MDR Detects Epistasis in Prostate Cancer

Jianfeng Xu et al. have used our MDR software to identify a four-locus interaction in a large case-control study of prostate cancer.

Xu et al. The interaction of four genes in the inflammation pathway significantly predicts prostate cancer risk. Cancer Epidemiol Biomarkers Prev. 2005 Nov;14(11):2563-8. [PubMed]
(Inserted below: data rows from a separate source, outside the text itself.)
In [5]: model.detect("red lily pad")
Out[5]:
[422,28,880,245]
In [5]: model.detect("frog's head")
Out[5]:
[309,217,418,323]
It is widely hypothesized that the interactions of multiple genes influence individual risk to prostate cancer. However, current efforts at identifying prostate cancer risk genes primarily rely on single-gene approaches. In an attempt to fill this gap, we carried out a study to explore the joint effect of multiple genes in the inflammation pathway on prostate cancer risk. We studied 20 genes in the Toll-like receptor signaling pathway as well as several cytokines. For each of these genes, we selected and genotyped haplotype-tagging single nucleotide polymorphisms (SNP) among 1,383 cases and 780 controls from the CAPS (CAncer Prostate in Sweden) study population. A total of 57 SNPs were included in the final analysis. A data mining method, multifactor dimensionality reduction, was used to explore the interaction effects of SNPs on prostate cancer risk. Interaction effects were assessed for all possible n SNP combinations, where n = 2, 3, or 4. For each n SNP combination, the model providing lowest prediction error among 100 cross-validations was chosen. The statistical significance levels of the best models in each n SNP combination were determined using permutation tests. A four-SNP interaction (one SNP each from IL-10, IL-1RN, TIRAP, and TLR5) had the lowest prediction error (43.28%, P = 0.019). Our ability to analyze a large number of SNPs in a large sample size is one of the first efforts in exploring the effect of high-order gene-gene interactions on prostate cancer risk, and this is an important contribution to this new and quickly evolving field.